Finalement le couple est fiancé, elle toute jeune (Aimee Lou Wood, vue dans Sex Education), lui (Walton Goggins, qui a joué pour Tarantino et Spielberg) plus, elle ensoleillée, lui tourmenté, avec un secret qu'il ne veut pas révéler. Tout autour, des domestiques, des gardes, des masseurs, des serveurs et les propriétaires du complexe qui finiront par avoir un rôle clé dans l'histoire. Patrick Schwarzenegger a déclaré qu'après la diffusion des premiers épisodes, le public a détesté Saxon et l'a ensuite préféré à tous les autres.
S'il y a une clé du succès de White Lotus c'est la capacité à montrer les protagonistes dans leurs multitudes, et leurs turpitudes, finissant souvent par renverser les apparences initiales.
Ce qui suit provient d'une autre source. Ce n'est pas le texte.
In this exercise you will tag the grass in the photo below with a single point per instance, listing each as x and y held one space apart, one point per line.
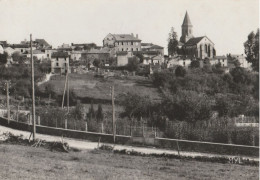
25 162
87 85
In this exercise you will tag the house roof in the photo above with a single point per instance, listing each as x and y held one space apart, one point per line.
186 21
156 47
121 53
194 41
150 52
60 55
146 44
220 57
96 51
42 42
125 37
20 46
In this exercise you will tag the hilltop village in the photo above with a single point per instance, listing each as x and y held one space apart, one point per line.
116 51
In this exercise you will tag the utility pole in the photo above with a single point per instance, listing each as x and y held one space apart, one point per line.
7 101
33 96
113 115
68 89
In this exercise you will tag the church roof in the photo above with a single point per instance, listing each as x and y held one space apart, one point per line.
186 21
194 41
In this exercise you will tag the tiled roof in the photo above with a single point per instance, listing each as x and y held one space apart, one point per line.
121 53
220 57
42 42
60 55
125 37
194 41
20 46
156 47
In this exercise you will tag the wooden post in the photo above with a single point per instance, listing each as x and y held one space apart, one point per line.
113 114
17 118
33 96
7 101
64 90
68 88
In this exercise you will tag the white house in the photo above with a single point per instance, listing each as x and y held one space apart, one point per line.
60 62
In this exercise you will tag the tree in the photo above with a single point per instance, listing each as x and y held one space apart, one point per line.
133 64
140 56
187 106
97 62
180 71
252 49
135 106
3 58
172 43
195 64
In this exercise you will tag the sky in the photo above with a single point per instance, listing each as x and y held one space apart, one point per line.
226 22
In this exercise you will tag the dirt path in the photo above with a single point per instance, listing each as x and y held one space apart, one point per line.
87 145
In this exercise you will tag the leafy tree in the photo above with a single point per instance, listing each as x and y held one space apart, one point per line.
180 71
140 56
133 63
172 42
252 49
97 63
160 79
135 106
100 114
195 64
188 106
240 75
3 58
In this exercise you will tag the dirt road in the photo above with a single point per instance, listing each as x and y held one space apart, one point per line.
87 145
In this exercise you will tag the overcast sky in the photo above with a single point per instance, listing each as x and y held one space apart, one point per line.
226 22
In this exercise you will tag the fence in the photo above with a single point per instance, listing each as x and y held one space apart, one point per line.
183 145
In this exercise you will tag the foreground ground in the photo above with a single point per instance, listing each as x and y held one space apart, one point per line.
25 162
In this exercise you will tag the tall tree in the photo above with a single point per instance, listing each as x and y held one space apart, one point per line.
252 49
172 42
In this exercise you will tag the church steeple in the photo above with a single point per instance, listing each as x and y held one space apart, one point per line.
186 29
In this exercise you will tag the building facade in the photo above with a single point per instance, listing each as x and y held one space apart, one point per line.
195 47
60 62
122 42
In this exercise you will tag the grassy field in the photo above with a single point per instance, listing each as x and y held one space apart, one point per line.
87 85
24 162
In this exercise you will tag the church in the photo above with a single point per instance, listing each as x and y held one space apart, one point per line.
195 47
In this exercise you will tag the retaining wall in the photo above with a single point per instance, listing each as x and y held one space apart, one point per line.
184 145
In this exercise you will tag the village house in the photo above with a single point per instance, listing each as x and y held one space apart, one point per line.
60 62
122 42
89 56
242 60
123 57
152 47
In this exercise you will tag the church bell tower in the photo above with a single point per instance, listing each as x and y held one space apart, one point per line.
186 29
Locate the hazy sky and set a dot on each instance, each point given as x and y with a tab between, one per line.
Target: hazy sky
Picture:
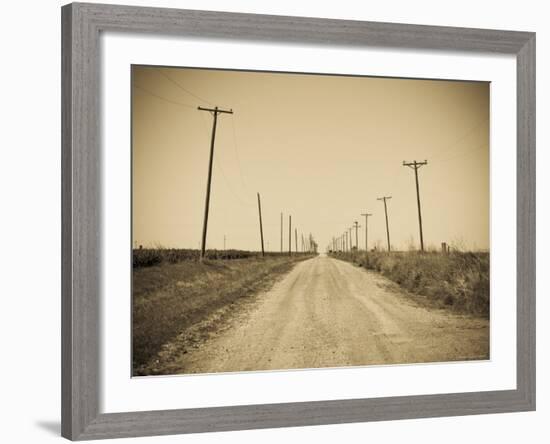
321	148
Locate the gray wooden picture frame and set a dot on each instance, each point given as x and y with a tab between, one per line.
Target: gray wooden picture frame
81	174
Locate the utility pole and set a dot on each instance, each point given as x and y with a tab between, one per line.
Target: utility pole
356	235
215	111
289	235
261	228
281	232
366	230
384	198
415	166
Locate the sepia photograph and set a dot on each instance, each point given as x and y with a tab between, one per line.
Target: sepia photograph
286	221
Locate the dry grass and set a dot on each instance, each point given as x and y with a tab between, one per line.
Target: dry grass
458	281
171	297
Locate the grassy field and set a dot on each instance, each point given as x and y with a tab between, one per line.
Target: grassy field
174	295
146	257
458	280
Saxon est-il vraiment juste une personne privilégiée qui boit des shakes protéinés toute la journée et ne prend jamais un livre ? À quel point l’appel de Piper est-il solide ? Et les trois amis peuvent se passer du misérable et mutuel coups bas pour retrouver l'harmonie originelle ?
Grâce au décor enveloppant, à la distribution au service du scénario et à l'excellent commentaire musical de Cristobal Tapia de Veer, lauréat de trois Emmy Awards, le Lotus Blanc est un voyage à travers ses propres contradictions, mesquineries, tentations et faiblesses. Et si la figure est plus grossière et que le scénario met toujours l'accent sur des tons vifs et des thèmes extrêmes, l'ironie de l'auteur - et du destin - finit par convaincre les spectateurs de monter sur le bateau et de passer une semaine (cauchemareuse) au Lotus Blanc.
Francesca Boschiero
Sur Sky/Now
Titre original : The White Lotus 3, Production : USA 2024, Réalisateur : Mike White, Scénario : Mike White, Montage : John M. Valerio, Heather Persons, Scott Turner, Kyle Traynor, Photographie : Ben Kutchins, Xavier Grobet, Acteurs principaux : Jason Isaacs, Patrick Schwarzenegger, Parker Posey, Sam Nivola, Sam Rockwell, Aimee Lou Wood, Walton Goggins, Leslie Bibb, Michelle Monaghan, Carrie Coon, Durée : 54' par épisode.